The clamp device shown in FIG. 4 can be realized if the clamp device is designed to have the same time constant as. In addition, in FIG. 4, maximum value detection /
The configurations of the smoothing circuit 42 and the minimum value detection / smoothing circuit 44 subsequent to the smoothing circuit are the same as those of the clamp device 10 shown in FIG. 1, and therefore the description thereof is omitted here.

In the above embodiment, the switch circuit 2
8, the input MUSE baseband signal is switched and input to the clamp circuit 14 or 12 depending on whether it is in the synchronized state or out of synchronization. However,
The embodiments shown in FIGS. 5 and 6 may be used to selectively activate the clamp circuit 14 or 12 in response to the synchronization determination signal.

In the embodiment of FIG. 5 which is a modification of the embodiment of FIG. 1 or the embodiment of FIG. 6 which is a modification of the embodiment of FIG. 4, the input MUSE baseband signal is applied to clamp circuits 12 and 14. The switch circuit 28 selects the output of the clamp circuit 12 or 14 in accordance with the synchronization determination signal. In this way, either output may be selected, and as a result, the clamp circuit 14 or 12 may be selectively activated.

[Brief description of drawings]

FIG. 1 is a block diagram showing an embodiment of the present invention.

FIG. 2 is a circuit diagram showing the embodiment of FIG. 1 in detail.

FIG. 3 is a waveform diagram showing the operation of the center value detection circuit of the embodiment of FIG.

FIG. 4 is a block diagram showing another embodiment of the present invention.

FIG. 5 is a block diagram showing another embodiment of the present invention.

FIG. 6 is a block diagram showing another embodiment of the present invention.

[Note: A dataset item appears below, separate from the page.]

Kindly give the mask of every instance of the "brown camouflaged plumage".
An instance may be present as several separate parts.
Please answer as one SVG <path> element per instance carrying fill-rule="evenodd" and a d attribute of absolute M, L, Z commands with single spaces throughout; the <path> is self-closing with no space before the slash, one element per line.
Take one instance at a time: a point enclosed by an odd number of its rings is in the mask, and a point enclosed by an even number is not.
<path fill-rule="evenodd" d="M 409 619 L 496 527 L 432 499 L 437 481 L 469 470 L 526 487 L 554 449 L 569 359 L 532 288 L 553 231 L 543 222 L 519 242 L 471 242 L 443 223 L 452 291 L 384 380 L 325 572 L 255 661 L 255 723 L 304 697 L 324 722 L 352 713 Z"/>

FIG. 7 is a waveform diagram showing a frame synchronization signal.

FIG. 8 is an illustrative view showing a MUSE signal transmission format.

FIG. 9 is a waveform diagram showing a horizontal synchronizing signal and a clamp position.

FIG. 10 is a waveform diagram showing each operation in the conventional clamp device.

[Explanation of symbols]

 10, 40 ... Clamping device 12, 14 ... Clamping circuit 18 ... Maximum value detecting circuit 20 ... Minimum value detecting circuit 22 ... Center value detecting circuit 28 ... Switch circuit 42 ... Maximum value detecting / smoothing circuit 44 ... Minimum value detecting / smoothing Circuit

Claims (1)

[Claims] 1. A first clamp circuit for clamping an input positive-polarity synchronized television signal containing clamp information of a fixed cycle at a predetermined level, wherein the input positive-polarity synchronized television signal is between its upper peak value and lower peak value. Second clamp with the center value of
A clamp device comprising: a clamp circuit; and a selection unit that selectively activates the first clamp circuit or the second clamp circuit according to a synchronization determination signal.